Die Gesellschaft braucht die Kreativität aller Menschen“, forderte der VdM in seiner Schweriner Erklärung 2010 und stellte den Begriff „Inklusion“ erstmals in einer seiner Veröffentlichungen heraus. In Schwerin beschloss der VdM-Fachausschuss „Menschen mit Behinderung an Musikschulen“ das in seiner Terminologie überholte, inhaltlich aber immer noch hochaktuelle Standardwerk von Werner Probst „Instrumentalspiel mit Behinderten“ (1991) neu zu schreiben. 1989 stellte der Fachausschuss (noch unter dem Namen „Behinderte an Musikschulen“) anlässlich des Musikschulkongresses „Musikschulen bauen Brücken“ fest: „Musikschulen sind Angebotsschulen, die sich in ihren Bildungsangeboten immer wieder an der musikalischen und gesellschaftlichen Realität orientieren müssen.“
Der Index für Inklusion (2003), die Verabschiedung der UN-Konvention über die Rechte von Menschen mit Behinderung (in Deutschland 2009), die Potsdamer Erklärung des VdM „Musikschule im Wandel – Inklusion als Chance“ (2014) setzten Maßstäbe und forderten den Verband heraus, seine Haltung zur Leitidee einer inklusiven Gesellschaft zu formulieren („Wir sind dabei!“) und den Mitgliedsschulen Wege und Hilfen zu einer inklusiven Entwicklung anzubieten.
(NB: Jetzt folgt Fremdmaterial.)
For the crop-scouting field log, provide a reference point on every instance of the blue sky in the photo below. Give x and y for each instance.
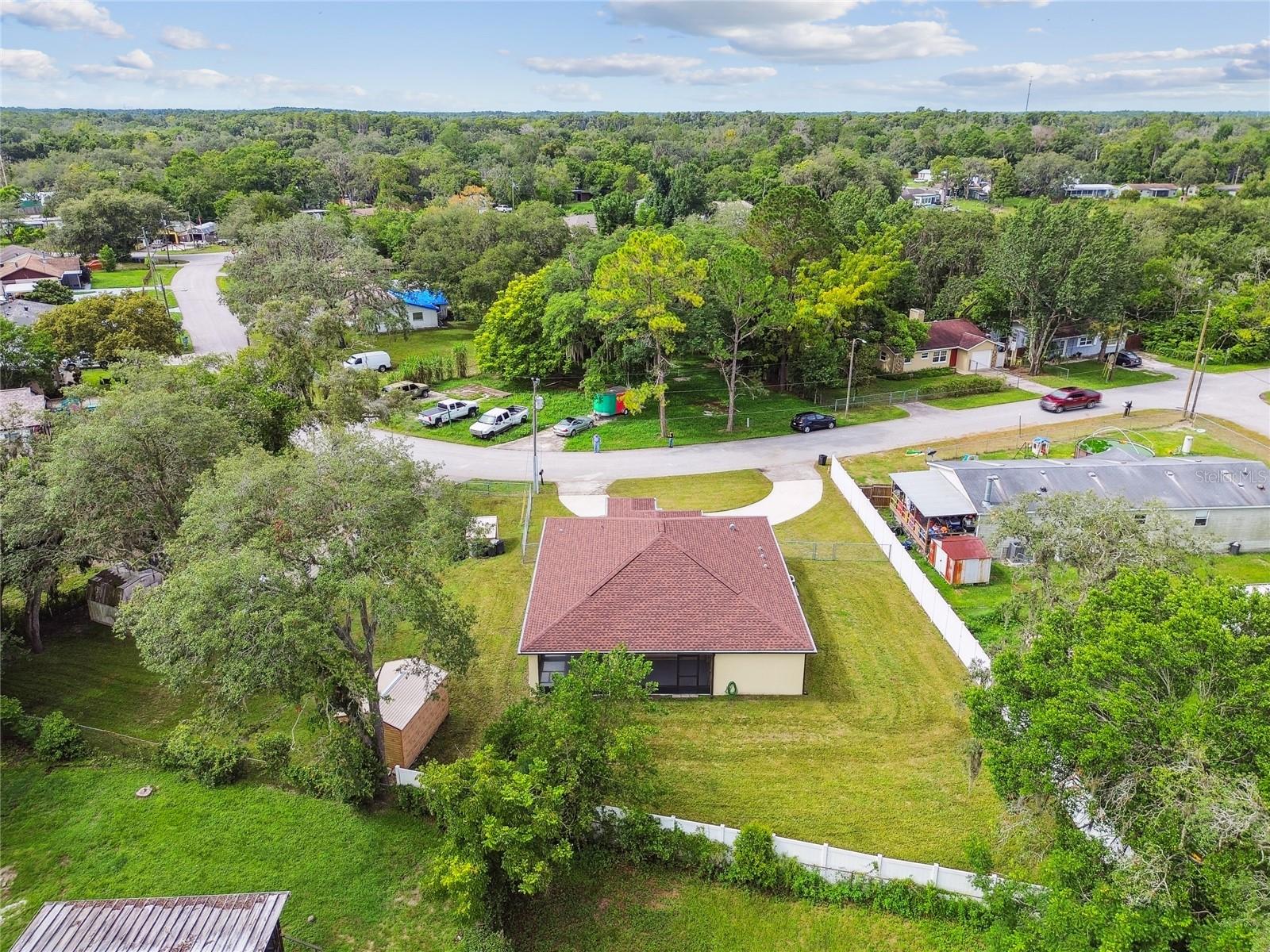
(638, 55)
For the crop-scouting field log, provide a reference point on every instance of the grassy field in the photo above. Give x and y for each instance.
(605, 908)
(872, 758)
(1091, 374)
(80, 833)
(711, 494)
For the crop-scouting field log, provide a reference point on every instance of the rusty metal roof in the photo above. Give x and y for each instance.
(241, 922)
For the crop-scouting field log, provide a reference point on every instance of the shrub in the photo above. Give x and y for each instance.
(275, 749)
(60, 739)
(16, 724)
(344, 770)
(202, 758)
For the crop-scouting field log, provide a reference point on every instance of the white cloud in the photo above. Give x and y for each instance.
(137, 60)
(795, 32)
(613, 65)
(184, 38)
(63, 16)
(568, 92)
(27, 63)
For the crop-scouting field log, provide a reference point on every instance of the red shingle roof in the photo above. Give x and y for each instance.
(952, 334)
(657, 584)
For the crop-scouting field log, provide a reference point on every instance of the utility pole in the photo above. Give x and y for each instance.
(1199, 349)
(537, 404)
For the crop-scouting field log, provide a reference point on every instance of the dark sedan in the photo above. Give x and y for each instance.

Inklusion muss einfach sein
Sieben Jahre sollte es dauern, bis unser Redaktionsteam – bestehend aus Christiane Joost-Plate, Eva Krebber-Steinberger, Anja Krupa, Matthias Pannes, Britta Schütz, Ruddi Sodemann und Robert Wagner – das fertige „Spektrum“ in den Händen halten würde.
Bereits in unseren ersten Treffen verstrickten wir uns in notwendigen aber aufreibenden Begriffsdefinitionen. Schon die Titelfindung wurde zum Problem und warf die Frage auf, ob es eine „inklusive Musikschule“ als Ziel überhaupt geben könne oder ob Inklusion nicht vielmehr ein fortwährender Prozess sei. Der Definition von Ines Boban und Andreas Hinz, die in ihrer Übersetzung und Bearbeitung des Index für Inklusion inklusive Schulen als „Schulen in Bewegung“ bezeichneten, konnten wir uns nach langer inklusiver Debatte anschließen.
Inklusion als Chance
Wir sehen Inklusion als Chance für den einzelnen Menschen, für unsere Gesellschaft und für die Musikschulen. Wir sehen auch unsere Pflicht, als öffentlich geförderte Bildungseinrichtung auf den gesellschaftlichen Wandel und den politischen Willen zu reagieren.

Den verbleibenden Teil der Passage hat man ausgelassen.